AI Atlas #3:

Transfer Learning

Rudina Seseri

For the third edition of The AI Atlas, I am excited to take a step back and cover a broadly applicable

For the third edition of The AI Atlas, I am excited to take a step back and cover a broadly applicable machine learning technique and research problem, Transfer Learning.

Transfer learning allows the knowledge gained from solving one problem using machine learning to be applied to the next problem. A helpful analogy for understanding the power of this technique is to consider mathematics and physics. If you have a sophisticated understanding of mathematics, you can likely transfer that knowledge to learn physics.

While the technique dates back to the mid 1970’s, it reached widespread use in the early 2000s and is a core enabling technology in today’s most-modern large language models, such as OpenAI’s GPT-3.

🗺️ What is Transfer Learning?

Transfer learning is a machine learning technique and research problem where a model developed for a task is reused as the starting point for a model on a second task.

When leveraging a pre-trained model to develop a new model, the new model benefits from what the pre-trained model has learned. For example, let’s say we have a model that has learned to recognize objects in an image. This model has learned many of the low-level features of the data such as edges and corners in an image. A machine learning engineer can then use this pre-trained model as a starting point to build a model that recognizes specific objects, such as traffic lights on the road so that a self-driving car can respond to traffic signals.

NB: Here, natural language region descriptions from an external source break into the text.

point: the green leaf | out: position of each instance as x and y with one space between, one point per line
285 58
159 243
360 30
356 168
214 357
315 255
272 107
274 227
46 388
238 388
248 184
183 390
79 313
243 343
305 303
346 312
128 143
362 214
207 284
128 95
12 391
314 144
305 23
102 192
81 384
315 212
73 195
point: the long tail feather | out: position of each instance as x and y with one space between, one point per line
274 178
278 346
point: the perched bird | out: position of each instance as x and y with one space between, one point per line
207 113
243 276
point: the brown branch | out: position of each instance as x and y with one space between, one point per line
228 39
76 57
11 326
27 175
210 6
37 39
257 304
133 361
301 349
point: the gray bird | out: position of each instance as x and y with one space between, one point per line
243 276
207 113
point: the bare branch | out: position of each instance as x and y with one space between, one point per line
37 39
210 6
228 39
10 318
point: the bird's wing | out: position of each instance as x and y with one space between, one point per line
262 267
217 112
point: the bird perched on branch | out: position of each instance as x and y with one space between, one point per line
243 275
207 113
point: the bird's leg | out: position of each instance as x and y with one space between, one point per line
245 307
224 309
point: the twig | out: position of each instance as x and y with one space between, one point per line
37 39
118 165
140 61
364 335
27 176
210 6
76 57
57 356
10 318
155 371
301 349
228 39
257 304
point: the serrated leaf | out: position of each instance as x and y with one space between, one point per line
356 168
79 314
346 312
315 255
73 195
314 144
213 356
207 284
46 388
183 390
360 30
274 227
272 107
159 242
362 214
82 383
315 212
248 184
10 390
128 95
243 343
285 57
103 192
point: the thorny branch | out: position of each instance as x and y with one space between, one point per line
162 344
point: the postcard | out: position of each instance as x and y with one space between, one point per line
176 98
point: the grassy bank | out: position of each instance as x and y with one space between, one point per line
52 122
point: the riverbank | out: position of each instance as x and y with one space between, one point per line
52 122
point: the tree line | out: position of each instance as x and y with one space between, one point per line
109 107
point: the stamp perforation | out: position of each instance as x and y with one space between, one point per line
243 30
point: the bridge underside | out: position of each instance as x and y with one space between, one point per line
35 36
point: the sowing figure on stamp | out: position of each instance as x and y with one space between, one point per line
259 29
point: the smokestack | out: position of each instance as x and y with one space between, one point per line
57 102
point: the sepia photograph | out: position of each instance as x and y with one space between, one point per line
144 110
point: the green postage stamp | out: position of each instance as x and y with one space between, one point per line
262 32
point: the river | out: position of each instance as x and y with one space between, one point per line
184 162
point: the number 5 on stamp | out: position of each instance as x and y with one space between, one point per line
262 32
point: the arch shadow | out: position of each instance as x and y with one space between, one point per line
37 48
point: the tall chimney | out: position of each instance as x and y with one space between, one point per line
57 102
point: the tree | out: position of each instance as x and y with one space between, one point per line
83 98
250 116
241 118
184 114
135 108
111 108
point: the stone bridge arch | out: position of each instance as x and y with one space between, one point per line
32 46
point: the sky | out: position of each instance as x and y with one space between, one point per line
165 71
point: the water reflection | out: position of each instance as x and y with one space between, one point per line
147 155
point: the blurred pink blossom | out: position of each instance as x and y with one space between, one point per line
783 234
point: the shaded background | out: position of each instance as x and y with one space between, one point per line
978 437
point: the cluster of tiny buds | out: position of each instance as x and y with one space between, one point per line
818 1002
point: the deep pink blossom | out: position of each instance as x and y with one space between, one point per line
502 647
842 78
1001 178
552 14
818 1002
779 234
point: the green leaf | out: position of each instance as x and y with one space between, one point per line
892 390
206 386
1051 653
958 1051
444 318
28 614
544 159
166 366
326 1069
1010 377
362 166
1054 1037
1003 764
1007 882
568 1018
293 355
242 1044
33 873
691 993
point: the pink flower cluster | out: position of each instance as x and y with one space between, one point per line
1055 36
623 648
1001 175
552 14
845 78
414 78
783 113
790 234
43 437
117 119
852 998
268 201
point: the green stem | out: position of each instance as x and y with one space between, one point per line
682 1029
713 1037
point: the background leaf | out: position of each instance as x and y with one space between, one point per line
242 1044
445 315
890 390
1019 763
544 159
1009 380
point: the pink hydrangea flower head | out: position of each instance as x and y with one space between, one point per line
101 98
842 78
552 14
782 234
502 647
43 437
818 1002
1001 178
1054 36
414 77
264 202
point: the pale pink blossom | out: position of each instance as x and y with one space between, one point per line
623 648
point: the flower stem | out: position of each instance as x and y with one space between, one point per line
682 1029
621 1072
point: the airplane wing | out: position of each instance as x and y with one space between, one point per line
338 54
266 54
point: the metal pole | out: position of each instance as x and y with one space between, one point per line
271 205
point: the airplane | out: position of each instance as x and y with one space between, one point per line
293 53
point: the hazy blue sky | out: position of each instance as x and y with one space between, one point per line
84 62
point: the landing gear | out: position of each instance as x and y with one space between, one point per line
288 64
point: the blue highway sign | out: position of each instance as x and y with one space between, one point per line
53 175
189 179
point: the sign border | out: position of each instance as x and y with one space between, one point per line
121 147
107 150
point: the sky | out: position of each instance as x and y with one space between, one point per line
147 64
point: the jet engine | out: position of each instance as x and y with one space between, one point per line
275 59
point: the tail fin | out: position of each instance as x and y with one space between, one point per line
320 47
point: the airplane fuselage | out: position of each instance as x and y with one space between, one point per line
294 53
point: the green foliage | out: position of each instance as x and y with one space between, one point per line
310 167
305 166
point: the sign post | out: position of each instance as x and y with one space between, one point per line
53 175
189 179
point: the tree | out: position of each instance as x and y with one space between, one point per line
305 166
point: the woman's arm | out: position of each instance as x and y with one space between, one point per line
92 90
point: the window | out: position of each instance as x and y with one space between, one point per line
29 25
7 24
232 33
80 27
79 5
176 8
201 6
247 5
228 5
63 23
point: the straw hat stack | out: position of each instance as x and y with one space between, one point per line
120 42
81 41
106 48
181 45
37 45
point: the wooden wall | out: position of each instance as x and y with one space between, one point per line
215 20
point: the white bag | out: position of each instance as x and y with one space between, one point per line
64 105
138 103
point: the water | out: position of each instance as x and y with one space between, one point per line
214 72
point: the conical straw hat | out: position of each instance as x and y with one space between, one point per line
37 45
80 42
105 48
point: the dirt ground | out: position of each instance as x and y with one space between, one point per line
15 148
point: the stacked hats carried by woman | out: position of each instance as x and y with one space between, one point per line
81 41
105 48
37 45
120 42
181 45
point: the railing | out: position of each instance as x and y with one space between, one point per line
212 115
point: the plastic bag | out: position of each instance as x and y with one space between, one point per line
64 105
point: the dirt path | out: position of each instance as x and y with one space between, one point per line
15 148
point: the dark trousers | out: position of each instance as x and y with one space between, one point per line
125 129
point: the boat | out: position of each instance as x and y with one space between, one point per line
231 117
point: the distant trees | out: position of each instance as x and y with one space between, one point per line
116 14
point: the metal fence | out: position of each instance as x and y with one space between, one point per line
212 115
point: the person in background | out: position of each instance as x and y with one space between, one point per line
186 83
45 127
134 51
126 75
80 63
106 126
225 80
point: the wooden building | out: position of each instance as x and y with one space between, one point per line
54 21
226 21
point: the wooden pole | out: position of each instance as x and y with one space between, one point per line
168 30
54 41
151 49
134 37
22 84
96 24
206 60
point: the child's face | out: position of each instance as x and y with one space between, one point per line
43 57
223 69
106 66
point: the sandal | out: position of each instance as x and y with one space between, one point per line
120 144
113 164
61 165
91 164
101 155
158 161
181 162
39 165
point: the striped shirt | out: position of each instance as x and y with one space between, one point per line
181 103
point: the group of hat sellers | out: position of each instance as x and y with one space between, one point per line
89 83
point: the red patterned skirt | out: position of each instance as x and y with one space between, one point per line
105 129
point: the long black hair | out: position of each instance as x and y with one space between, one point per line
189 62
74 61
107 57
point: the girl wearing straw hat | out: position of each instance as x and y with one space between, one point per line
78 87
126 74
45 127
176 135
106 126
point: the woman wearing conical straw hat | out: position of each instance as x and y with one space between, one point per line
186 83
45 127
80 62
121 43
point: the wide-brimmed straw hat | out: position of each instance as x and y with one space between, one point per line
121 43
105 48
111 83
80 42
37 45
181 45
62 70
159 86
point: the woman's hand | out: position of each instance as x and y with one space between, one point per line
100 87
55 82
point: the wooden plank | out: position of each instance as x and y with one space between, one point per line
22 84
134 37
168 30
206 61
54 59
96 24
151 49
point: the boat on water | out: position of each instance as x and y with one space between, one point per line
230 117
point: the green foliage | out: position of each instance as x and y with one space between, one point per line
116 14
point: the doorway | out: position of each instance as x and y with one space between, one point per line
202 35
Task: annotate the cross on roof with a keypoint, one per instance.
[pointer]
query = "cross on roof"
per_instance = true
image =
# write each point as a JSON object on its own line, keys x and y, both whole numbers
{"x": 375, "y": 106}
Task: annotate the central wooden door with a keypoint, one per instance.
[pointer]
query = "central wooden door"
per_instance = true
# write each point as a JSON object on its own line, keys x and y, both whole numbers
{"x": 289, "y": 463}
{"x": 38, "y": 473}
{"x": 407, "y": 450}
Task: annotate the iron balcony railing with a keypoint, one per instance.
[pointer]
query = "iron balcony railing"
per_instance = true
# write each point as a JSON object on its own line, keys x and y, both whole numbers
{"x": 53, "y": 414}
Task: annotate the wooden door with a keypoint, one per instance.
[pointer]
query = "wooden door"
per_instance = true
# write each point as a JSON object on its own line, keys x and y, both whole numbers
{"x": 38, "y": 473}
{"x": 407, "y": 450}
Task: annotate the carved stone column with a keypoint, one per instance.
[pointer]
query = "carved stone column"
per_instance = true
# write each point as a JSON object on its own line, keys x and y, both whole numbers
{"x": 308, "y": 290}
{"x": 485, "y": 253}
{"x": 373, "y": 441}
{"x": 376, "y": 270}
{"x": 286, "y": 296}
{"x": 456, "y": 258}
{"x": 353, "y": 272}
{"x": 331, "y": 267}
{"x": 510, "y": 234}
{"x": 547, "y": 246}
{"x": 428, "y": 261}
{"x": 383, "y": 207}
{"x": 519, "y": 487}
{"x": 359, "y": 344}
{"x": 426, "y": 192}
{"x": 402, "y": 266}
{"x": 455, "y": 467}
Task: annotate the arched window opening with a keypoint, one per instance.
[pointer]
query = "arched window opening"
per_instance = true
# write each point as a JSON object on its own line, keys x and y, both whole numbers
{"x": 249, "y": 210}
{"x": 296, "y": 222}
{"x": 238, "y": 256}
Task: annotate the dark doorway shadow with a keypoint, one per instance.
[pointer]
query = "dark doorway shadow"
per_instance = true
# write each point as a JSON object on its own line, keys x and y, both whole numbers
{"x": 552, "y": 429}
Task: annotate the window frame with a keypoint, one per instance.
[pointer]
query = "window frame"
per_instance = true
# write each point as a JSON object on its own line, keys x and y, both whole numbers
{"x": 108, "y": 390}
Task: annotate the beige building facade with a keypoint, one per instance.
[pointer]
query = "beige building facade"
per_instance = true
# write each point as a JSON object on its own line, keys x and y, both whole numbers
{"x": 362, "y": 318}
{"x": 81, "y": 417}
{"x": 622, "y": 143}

🤔 Why Transfer Learning Matters and Its Shortcomings

Transfer learning broke down many of the consequential limitations of traditional deep learning, a subfield of machine learning that involves training an artificial neural net on large sets of labeled data.

Notable limitations addressed by transfer learning include:

1. ♻️ Reuse: In conventional deep learning, models are trained on one type of task. To then learn another task, one would have to build another model. Transfer learning allows models to be reused across many tasks.

2. 💽 Data Scarcity: Transfer learning can be used to improve the diversity and quality of generated content. For example, a model that has been pre-trained on a large dataset of text can be fine-tuned on a smaller dataset of text that is specific to a particular domain or style.

3. 🏃Training Time: By leveraging pre-trained models that have learned many of the features of the input data, the amount of time and computational resources required are reduced relative to training a model from scratch.

While transfer learning is a powerful technique that saves time and reduces data requirements, resulting in cost savings, as well as improves generalization and increases adaptability, there are notable shortcomings.

1. 💢 Bias: Pre-trained models may be biased towards the data that they were trained on, which can limit their effectiveness on new tasks and extends the bias in the original data set to the next model. For example, if a model was trained only on data about the performance of a homogeneous set of employees, and such a pre-trained model is then leveraged for a recruiting task, it might only suggest interviewing homogeneous candidates.

2. 👕 Overfitting: When the pre-trained model has learned too much from the original task, it is not able to generalize well to the next task.

3. 🏭 Domain Mismatch: Transfer learning works best when the original task and the next task the model will be used for are related and share similar features. If the tasks are too dissimilar, then the pre-trained model may not be able to provide useful knowledge for the target task.

🛠 Uses of Transfer Learning

Given the broad applications of transfer learning, the uses are cross-functional and applicable to nearly every industry but notable uses include: AI Atlas #3: Transfer Learning

🎨 Generative AI: transfer learning is one of the techniques that unlock the seemingly endless use cases of common generative AI foundation models, such as GPT. Transfer learning allows the model to leverage the knowledge gained from pre-training on a large corpus of text data to improve its performance on downstream tasks.

📖 Natural Language Processing (NLP): a pre-trained model that has learned the structure and patterns of language can be fine-tuned on a specific NLP task, such as sentiment analysis for movie reviews.

👀 Computer Vision: by using pre-trained models that understand low-level features of image data, transfer learning can save time and improve the accuracy of models for new more specific tasks such as image classification and object detection.

🏥 Healthcare: by training models on successful patient outcomes, transfer learning can be used in the tools leveraged by healthcare providers to generate custom potential treatment plans

🤖 Robotics: by pre-training robots on related tasks, such as picking up an object, the robot can be taught more complicated tasks such as packing a shelf.

Transfer learning is a fundamental AI technique that has driven important innovation in proceeding AI waves and will be consequential going forward.